Culhane, the Dana and Andrew Stone Professor of Social Policy in the School of Social Policy & Practice (SP2) at Penn, joined the faculty in 1990.
He says that the paradigm for ending homelessness in the U.S. has shifted. At one time, people had to successfully complete substance abuse treatment or seek help for mental health issues to begin the long and arduous process of accessing social services to secure permanent housing.
Culhane says today’s “housing first” approach to permanent residences gets people into units with no strings attached. Once they’re housed, they’re engaged in mental health services, substance abuse treatment, and have access to other support services.
And this new approach is working.
The country’s unsheltered homeless population has dropped by 26 percent since 2010. Veteran homelessness has declined even further: by 36 percent, according to the 2015 U.S. Department of Housing and Urban Development’s (HUD) Annual Homeless Assessment Report (AHAR) to Congress. Culhane is a co-principal investigator of the AHAR.
In 2009, ending veteran homelessness was identified as a major policy priority by President Barack Obama. In 2010, the administration launched “Opening Doors,” the nation’s first comprehensive strategy to prevent and end homelessness. This resulted in Congress boosting federal funding for initiatives to house homeless vets.

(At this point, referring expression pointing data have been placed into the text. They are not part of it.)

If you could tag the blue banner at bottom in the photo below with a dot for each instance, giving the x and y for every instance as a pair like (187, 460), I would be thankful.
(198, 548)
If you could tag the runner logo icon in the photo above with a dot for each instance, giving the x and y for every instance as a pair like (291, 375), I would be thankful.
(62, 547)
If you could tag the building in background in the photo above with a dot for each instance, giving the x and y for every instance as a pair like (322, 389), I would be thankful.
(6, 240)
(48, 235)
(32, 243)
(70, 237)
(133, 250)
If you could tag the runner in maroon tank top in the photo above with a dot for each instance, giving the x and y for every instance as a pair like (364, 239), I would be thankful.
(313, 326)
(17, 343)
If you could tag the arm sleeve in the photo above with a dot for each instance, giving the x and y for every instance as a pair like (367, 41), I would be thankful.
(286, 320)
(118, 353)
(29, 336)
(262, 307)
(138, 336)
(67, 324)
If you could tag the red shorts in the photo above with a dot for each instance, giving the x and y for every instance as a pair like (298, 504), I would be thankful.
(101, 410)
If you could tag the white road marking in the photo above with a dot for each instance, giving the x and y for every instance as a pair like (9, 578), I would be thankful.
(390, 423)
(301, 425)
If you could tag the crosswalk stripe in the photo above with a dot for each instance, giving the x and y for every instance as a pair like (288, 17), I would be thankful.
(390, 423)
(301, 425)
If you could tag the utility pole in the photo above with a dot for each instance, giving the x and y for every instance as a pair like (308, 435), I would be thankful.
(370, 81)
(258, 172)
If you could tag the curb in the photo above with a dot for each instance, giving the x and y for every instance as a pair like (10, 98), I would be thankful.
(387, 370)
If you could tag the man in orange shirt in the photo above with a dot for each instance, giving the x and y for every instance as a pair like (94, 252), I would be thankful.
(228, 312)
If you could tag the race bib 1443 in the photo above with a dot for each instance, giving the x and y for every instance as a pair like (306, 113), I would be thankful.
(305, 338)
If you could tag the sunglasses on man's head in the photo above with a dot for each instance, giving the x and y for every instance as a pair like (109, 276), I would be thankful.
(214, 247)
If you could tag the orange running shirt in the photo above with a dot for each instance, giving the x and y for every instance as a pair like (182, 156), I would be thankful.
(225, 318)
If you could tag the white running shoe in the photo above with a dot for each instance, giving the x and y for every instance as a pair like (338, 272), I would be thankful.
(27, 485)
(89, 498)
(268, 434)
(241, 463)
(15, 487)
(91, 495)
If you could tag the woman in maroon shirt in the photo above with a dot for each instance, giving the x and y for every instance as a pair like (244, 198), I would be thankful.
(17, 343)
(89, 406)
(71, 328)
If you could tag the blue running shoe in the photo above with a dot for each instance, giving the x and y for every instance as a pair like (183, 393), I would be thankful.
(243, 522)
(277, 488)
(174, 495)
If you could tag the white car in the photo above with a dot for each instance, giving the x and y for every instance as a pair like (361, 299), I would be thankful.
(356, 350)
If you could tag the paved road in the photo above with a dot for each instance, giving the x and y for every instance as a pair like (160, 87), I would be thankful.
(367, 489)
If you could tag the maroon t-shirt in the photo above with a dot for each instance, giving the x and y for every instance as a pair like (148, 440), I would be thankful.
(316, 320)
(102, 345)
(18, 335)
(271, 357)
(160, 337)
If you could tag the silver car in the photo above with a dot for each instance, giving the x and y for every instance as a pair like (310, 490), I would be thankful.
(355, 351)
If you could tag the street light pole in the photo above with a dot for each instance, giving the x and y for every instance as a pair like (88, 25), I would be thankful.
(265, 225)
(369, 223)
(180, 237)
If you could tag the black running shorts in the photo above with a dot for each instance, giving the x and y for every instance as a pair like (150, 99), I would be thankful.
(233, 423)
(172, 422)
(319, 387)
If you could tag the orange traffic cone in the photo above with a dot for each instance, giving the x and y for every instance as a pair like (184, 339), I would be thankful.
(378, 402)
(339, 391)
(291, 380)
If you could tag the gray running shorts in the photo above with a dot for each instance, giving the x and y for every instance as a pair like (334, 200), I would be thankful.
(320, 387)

Culhane is director of research for the National Center on Homelessness among Veterans at the U.S. Department of Veterans Affairs (VA), “the think tank for Obama administration initiatives in veteran homelessness.”
Well before the Opening Doors initiative launch, Culhane identified two subsets of the homeless population—people who experience chronic homelessness and those who experience crisis homelessness.
Chronic homelessness involves people who have experienced homelessness for many years at a time. Crisis homelessness involves people experiencing short-term emergencies, eviction, domestic violence, sudden illness, or job loss, or reentering communities after incarceration.
When Obama announced that veteran homelessness was a priority, the Culhane-led research team was already well equipped to make recommendations.
“Evidence-based solutions have given people the ability to get out of homelessness,” says Culhane. “For people experiencing crisis homelessness, giving them a little bit of assistance often helps. People need a hand up to avoid the downward spiral.”
The decline in chronic veteran homelessness is largely attributed to the joint HUD-VA program called HUD-VA Supportive Housing.
“It provides a rental subsidy and support services to veterans who need them,” Culhane says.
Since 2009, nearly 80,000 Section-8 rental vouchers have been awarded. In addition, the VA now operates a rapid rehousing program for people experiencing crisis homelessness, serving nearly 100,000 veterans annually.
Homelessness can be solved, he says. “We know what causes it, how to mitigate the risks, and how to help people get re-housed quickly.”
Currently, Culhane is working with researchers on the “SP2 Penn Top 10 Social Justice & Policy Issues for the 2016 Presidential Election” project. He authored an essay for the project titled “Ending Homelessness Now,” which explores the tangible and evidence-based ways that the U.S. can end homelessness for both veterans and non-veterans.
Inspired by Culhane, Penn sophomore Sarah Starman, an Urban Studies major in the College of Arts & Sciences, founded the Homelessness, Outreach and Advocacy Project (HOAP).
When she took Culhane’s freshman seminar, “Homelessness and Urban Inequality,” Starman says that she realized she harbored many misconceptions about homelessness. She launched HOAP as an undergraduate club for students who seek to eradicate stereotypes about homelessness through direct service work.
Starman is part of the next generation of social justice activists, many of whom are current or former students of Culhane’s, who’ve learned how evidence-based practices along with committed resources can make a difference in the lives of those experiencing homelessness.